The cast of Twelfth Night. Photo: Marc Brenner

'If music be the food of love, play on' is a motto this production of Twelfth Night takes to heart. Director Sean Holmes uses music by James Fortune to ground the play in its American setting, with the band playing a country waltz as Michelle Terry's shipwrecked Elizabethan-styled Viola meets the cowboy-fashioned Duke Orsino (Bryan Dick). Viola and Sebastian's (Ciarán O'Brien) Elizabethan dress setting them in contrast with the rest of the cast and highlighting their alien presence in Illyria.

The music transports us, moving from slow waltzes into upbeat moments of contagious joy, filled with three part harmonies from the drunken rabble of Sir Toby Belch (Nadine Higgin), Sir Andrew Aguecheek (George Fouracres) and Feste (Victoria Elliott), as they cavort outside Olivia's house prior to their plot against Malvolio (Sophie Russell). Close your eyes for a second and this could be the crescendo of a West End musical number.

Michelle Terry as Viola: Photo: Marc Brenner

There are fine comedic performances from George Fouracres as a hilariously, partially-indecipherable drunken Sir Andrew Aguecheek, Sophie Russell as a Malvolio set halfway between a bad Elvis impersonator and a failed 80's pop star - quiff included, and Ciarán O'Brien as a cane-weilding, strutting Sebastian who lacks any form of self-awareness.

The comedy roles find perfect foils in the serious and centered performances of Shona Babayemi as Olivia and Bryan Dick as Orsino. Terry sits somewhere between, astutely walking the tightrope between the comedic and the serious, as Viola seeks to navigate the tricky love triangle between her male disguise, Duke Orsino and Olivia.

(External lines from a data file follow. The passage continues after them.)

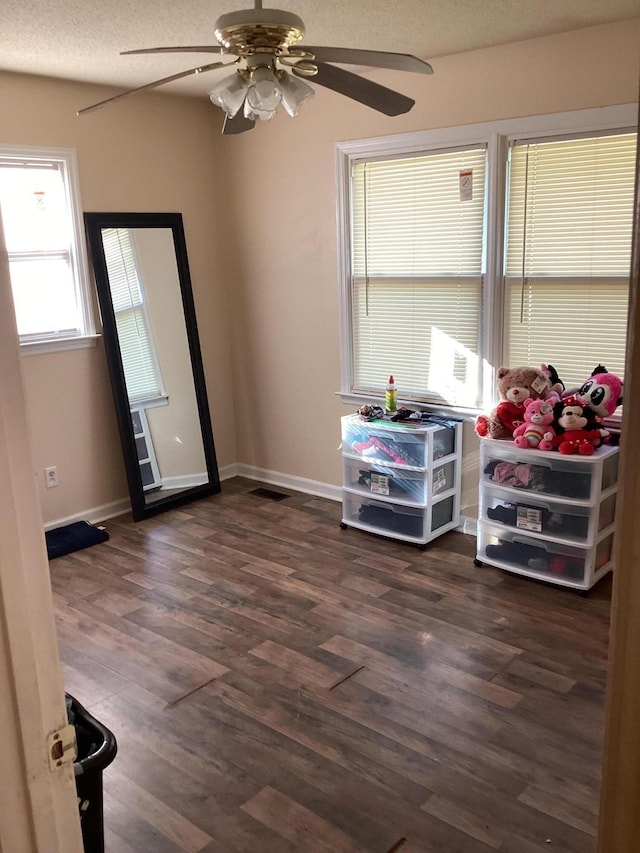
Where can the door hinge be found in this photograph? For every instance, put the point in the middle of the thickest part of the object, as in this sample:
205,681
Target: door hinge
62,747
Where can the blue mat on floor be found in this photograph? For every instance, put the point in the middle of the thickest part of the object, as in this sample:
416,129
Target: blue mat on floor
73,537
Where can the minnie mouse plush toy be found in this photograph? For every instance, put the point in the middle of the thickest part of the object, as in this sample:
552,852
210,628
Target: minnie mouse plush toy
577,428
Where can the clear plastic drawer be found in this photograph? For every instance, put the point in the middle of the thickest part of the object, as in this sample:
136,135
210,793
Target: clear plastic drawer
444,442
542,558
546,473
395,483
387,518
383,445
443,478
442,513
551,518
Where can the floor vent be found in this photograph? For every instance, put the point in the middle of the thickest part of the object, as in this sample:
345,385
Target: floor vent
269,494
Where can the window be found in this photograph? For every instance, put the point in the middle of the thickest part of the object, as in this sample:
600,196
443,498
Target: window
41,221
417,271
568,252
137,349
502,243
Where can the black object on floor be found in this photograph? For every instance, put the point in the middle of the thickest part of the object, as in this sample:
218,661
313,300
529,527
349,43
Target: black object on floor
73,537
269,494
97,747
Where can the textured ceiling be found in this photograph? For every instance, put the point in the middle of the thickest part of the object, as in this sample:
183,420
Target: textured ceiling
82,39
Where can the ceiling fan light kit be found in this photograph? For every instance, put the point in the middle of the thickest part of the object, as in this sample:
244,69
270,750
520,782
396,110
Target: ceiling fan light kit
265,43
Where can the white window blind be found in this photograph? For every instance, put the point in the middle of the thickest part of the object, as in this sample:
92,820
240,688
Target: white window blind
139,361
568,251
44,265
417,265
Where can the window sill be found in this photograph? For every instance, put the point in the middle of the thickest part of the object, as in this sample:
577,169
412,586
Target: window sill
58,344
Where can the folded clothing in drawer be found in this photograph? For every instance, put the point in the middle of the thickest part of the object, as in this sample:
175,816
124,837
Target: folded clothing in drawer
391,519
556,523
536,558
539,478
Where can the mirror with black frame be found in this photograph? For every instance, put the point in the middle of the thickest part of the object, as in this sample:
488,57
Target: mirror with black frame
153,354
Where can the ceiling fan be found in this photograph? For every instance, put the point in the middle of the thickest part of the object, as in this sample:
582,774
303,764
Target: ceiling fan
273,66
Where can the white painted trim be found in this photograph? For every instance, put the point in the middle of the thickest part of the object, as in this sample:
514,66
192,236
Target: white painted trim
93,514
39,806
228,471
58,345
496,135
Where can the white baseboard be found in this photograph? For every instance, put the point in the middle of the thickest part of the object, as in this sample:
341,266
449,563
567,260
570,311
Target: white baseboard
93,515
468,525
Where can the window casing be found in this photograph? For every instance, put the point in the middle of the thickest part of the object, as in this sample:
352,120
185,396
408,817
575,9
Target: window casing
494,332
41,219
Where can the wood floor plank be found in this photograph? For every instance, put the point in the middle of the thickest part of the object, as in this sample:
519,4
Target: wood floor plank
298,825
278,684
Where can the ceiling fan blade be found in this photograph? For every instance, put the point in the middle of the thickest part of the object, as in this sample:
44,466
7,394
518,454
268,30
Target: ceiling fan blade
360,89
202,48
237,124
374,58
155,83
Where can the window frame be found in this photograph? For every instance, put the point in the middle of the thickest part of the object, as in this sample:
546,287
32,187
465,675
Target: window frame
497,136
87,335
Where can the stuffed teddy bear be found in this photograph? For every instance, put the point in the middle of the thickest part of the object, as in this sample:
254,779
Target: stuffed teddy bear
577,428
537,429
515,385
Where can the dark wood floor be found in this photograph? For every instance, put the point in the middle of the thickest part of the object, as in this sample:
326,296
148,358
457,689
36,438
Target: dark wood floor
278,684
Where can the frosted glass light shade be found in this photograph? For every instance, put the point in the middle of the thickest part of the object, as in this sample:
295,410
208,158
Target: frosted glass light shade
263,95
294,93
229,94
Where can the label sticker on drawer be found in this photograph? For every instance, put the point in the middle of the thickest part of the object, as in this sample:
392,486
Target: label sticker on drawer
439,480
529,518
379,483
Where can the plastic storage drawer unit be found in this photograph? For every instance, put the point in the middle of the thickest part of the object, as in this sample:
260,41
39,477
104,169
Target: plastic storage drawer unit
401,480
546,515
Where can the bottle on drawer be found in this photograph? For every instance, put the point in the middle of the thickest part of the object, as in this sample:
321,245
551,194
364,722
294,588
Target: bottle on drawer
391,397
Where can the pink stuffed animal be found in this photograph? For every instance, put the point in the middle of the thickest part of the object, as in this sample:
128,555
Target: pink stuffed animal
537,430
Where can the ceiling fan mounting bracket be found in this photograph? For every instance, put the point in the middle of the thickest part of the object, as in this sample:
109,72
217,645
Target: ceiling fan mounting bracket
264,30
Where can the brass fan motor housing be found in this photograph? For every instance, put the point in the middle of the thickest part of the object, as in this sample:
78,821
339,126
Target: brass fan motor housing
263,30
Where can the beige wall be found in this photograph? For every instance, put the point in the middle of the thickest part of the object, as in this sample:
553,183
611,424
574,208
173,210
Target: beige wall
260,216
286,306
152,153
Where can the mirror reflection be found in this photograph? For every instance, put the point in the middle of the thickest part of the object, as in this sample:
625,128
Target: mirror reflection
154,357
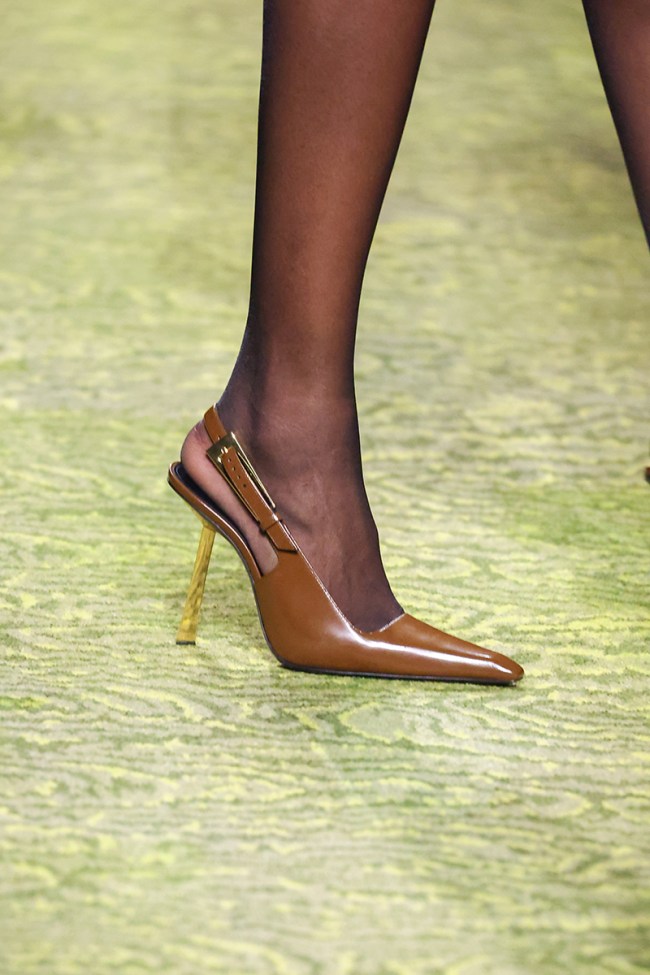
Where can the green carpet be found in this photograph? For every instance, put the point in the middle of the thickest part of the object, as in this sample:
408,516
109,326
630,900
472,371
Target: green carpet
178,810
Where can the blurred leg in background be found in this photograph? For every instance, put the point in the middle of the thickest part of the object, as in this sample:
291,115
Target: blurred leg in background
620,33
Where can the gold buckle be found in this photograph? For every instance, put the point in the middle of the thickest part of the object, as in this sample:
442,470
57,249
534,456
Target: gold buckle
216,452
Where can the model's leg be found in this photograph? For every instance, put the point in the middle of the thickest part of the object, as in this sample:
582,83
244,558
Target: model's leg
620,32
337,79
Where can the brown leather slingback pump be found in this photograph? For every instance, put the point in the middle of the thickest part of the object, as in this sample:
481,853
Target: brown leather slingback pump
302,624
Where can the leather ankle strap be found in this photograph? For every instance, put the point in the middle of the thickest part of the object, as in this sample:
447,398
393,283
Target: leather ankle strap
232,462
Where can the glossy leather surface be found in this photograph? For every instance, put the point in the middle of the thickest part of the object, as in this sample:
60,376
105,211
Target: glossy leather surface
303,625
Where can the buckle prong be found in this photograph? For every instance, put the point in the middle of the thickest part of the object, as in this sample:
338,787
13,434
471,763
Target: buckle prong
220,447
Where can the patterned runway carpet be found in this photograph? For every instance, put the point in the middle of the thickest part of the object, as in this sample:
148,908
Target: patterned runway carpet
201,810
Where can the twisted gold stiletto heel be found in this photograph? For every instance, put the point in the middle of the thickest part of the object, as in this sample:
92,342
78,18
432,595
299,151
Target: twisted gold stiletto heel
190,620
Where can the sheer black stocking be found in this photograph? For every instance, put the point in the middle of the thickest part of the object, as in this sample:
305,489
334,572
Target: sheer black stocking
620,33
337,80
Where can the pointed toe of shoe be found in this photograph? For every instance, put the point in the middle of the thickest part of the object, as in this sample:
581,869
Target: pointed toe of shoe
428,652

The play does flag a little in the middle - perhaps a consequence of the decision to run the 2 hour 40 minute production without an interval, though the open door policy allows you to visit the toilets as you see fit (or the bar, as many punters seemed to do). There are moments too when the cast's projection of Shakespeare's language falters or the music drowns out the lyrics. But these are small faults in a production that is full of music and delight - play on!

Rating: ★★★★☆

Twelfth Night plays at Shakespeare's Globe until 30 October with tickets on sale now.